The distribution of directions in an affine lattice: two-point correlations and mixed moments

TL;DR

This paper investigates the statistical distribution of directions in affine lattices, showing that the two-point correlations are Poissonian and establishing the convergence of mixed moments under certain conditions.

Contribution

It proves the existence of Poissonian two-point correlation functions for affine lattice directions and extends results to mixed moments, answering a recent open question.

Findings

Two-point correlation functions are Poissonian.

The limit of mixed moments exists under Diophantine conditions.

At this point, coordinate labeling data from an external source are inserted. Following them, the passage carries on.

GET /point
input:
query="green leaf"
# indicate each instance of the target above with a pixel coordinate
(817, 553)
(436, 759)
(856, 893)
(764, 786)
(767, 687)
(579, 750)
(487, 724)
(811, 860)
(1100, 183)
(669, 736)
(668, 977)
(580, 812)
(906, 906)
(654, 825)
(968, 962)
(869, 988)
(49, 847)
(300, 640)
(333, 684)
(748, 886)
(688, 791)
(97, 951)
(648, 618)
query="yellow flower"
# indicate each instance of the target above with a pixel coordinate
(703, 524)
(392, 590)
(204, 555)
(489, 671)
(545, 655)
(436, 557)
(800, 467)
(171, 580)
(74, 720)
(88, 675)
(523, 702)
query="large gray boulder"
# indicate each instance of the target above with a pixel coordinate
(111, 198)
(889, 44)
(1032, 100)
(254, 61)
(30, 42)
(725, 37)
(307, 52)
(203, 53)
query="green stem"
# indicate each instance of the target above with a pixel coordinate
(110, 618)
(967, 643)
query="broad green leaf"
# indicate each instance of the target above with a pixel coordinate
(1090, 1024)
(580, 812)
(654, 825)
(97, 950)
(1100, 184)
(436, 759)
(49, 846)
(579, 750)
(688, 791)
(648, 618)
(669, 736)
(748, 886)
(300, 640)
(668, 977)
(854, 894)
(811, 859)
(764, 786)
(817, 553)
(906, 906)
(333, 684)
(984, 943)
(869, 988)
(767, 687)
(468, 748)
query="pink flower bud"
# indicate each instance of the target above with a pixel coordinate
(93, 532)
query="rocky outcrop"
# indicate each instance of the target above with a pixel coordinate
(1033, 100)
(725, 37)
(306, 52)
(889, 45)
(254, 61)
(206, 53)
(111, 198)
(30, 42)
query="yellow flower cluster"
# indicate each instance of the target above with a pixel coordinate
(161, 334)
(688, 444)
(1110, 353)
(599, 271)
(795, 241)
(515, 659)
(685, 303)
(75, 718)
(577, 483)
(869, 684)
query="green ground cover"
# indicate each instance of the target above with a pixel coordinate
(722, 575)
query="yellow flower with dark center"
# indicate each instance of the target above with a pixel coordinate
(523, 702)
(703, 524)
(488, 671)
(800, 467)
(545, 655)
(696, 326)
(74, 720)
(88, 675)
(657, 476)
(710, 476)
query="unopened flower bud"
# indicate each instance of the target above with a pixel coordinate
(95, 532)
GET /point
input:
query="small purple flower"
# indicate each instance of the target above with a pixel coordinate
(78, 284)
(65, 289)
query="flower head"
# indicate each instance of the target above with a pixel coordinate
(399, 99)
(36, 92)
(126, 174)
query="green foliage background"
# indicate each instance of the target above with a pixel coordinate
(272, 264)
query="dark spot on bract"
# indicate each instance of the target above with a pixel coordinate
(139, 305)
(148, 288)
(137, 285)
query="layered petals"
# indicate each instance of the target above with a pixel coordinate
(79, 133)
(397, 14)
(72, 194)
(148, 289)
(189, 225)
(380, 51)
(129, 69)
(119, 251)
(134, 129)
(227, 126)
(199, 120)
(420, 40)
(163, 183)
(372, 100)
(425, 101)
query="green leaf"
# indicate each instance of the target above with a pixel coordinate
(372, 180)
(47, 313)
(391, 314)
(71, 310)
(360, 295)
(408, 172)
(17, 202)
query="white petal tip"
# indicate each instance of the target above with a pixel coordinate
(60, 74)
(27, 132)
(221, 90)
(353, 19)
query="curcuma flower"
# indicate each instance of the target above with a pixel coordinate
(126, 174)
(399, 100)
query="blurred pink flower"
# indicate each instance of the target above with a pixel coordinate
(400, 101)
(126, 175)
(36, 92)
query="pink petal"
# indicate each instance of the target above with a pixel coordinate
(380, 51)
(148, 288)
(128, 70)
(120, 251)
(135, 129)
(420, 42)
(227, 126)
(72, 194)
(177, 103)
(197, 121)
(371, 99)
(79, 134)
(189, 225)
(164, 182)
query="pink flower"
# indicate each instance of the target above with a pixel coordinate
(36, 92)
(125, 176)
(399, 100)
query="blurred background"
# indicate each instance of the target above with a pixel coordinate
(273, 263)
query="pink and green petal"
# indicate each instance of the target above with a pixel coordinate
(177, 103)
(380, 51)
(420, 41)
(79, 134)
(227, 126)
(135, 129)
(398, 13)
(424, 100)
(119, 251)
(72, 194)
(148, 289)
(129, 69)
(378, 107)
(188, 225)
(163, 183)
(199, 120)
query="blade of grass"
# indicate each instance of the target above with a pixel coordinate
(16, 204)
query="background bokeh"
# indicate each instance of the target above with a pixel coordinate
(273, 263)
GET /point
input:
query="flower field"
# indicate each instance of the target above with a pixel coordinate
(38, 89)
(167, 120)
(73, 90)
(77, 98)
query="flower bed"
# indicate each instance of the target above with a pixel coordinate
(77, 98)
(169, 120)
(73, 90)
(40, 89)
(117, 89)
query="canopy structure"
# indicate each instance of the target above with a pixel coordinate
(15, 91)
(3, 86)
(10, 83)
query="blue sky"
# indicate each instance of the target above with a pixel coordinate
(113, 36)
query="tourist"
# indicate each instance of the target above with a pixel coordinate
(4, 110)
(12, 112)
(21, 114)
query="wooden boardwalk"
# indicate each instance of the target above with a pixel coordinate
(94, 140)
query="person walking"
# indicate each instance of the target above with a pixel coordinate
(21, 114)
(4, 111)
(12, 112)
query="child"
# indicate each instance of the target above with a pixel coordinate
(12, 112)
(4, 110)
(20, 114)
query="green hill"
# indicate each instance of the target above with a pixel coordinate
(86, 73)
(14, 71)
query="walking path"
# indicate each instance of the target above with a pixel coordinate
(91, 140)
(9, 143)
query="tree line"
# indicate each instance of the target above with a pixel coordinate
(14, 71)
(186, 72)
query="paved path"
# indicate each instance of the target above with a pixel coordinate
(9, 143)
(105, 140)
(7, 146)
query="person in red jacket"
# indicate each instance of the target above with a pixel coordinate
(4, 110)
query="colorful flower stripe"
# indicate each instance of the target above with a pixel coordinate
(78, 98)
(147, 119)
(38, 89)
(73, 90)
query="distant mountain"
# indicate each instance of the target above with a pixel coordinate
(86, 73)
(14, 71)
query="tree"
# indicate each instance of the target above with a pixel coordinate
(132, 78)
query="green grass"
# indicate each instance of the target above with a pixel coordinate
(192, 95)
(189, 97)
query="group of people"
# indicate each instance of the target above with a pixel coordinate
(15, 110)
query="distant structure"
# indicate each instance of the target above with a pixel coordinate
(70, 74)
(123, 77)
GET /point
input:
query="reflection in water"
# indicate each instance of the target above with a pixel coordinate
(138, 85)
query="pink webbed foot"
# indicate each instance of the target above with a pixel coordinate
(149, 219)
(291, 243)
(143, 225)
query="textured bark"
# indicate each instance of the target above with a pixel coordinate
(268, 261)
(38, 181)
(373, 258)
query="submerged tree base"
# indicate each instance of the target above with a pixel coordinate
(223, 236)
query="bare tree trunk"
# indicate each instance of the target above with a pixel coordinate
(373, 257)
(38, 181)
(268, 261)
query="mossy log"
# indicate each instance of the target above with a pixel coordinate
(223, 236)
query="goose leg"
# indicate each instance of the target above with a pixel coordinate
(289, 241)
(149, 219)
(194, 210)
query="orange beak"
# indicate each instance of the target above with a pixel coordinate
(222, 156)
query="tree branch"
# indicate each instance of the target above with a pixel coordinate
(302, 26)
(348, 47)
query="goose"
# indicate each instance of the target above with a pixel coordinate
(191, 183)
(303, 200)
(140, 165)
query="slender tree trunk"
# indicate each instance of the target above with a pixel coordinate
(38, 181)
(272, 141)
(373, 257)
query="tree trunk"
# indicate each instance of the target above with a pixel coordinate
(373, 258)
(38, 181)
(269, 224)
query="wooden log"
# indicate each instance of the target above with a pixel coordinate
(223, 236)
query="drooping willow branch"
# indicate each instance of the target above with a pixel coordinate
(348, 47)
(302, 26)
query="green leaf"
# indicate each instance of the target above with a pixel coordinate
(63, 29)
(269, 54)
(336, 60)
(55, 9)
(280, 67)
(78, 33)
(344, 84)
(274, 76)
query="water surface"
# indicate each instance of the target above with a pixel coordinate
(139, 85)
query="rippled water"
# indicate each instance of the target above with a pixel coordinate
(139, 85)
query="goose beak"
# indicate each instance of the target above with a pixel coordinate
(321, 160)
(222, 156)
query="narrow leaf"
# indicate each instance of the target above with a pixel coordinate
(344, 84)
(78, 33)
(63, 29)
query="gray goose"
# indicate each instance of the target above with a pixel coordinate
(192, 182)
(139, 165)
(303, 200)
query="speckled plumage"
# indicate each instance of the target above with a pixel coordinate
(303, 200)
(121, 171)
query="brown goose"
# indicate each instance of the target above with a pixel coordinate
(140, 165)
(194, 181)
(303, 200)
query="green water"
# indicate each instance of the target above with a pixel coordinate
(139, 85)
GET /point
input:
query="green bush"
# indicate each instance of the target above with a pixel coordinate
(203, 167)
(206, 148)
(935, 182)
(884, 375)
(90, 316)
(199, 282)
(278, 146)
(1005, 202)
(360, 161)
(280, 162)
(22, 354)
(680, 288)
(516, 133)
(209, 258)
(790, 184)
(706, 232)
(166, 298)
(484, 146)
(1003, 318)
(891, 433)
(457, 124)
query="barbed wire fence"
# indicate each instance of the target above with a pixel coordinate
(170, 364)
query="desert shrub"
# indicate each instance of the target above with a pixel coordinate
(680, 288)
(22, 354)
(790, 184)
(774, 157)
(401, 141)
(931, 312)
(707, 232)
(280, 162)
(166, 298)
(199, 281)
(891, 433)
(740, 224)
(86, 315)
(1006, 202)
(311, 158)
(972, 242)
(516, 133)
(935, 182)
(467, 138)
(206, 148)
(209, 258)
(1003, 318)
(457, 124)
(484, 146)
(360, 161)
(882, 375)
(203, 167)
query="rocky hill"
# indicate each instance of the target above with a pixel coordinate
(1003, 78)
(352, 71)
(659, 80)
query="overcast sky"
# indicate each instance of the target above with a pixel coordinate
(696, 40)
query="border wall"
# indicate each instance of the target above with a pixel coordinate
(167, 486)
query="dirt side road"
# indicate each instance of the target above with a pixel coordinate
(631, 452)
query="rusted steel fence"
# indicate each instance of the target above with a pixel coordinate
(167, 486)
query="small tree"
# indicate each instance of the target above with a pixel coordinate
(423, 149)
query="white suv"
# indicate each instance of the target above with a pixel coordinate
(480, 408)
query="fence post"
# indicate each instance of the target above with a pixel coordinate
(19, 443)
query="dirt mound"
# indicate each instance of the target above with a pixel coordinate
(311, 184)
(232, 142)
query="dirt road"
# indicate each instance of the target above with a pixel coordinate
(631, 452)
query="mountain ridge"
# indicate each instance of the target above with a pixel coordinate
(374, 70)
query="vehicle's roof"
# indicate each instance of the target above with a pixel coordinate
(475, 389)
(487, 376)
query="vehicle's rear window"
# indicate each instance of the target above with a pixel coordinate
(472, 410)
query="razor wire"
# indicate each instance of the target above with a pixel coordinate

The gap distribution differs from the Poisson process, exhibiting a heavy tail.

Abstract

We consider an affine Euclidean lattice and record the directions of all lattice vectors of length at most $T$. Str\"ombergsson and the second author proved in [Annals of Math.~173 (2010), 1949--2033] that the distribution of gaps between the lattice directions has a limit as $T$ tends to infinity. For a typical affine lattice, the limiting gap distribution is universal and has a heavy tail; it differs distinctly from the gap distribution observed in a Poisson process, which is exponential. The present study shows that the limiting two-point correlation function of the projected lattice points exists and is Poissonian. This answers a recent question by Boca, Popa and Zaharescu [arXiv:1302.5067]. The existence of the limit is subject to a certain Diophantine condition. We also establish the convergence of more general mixed moments.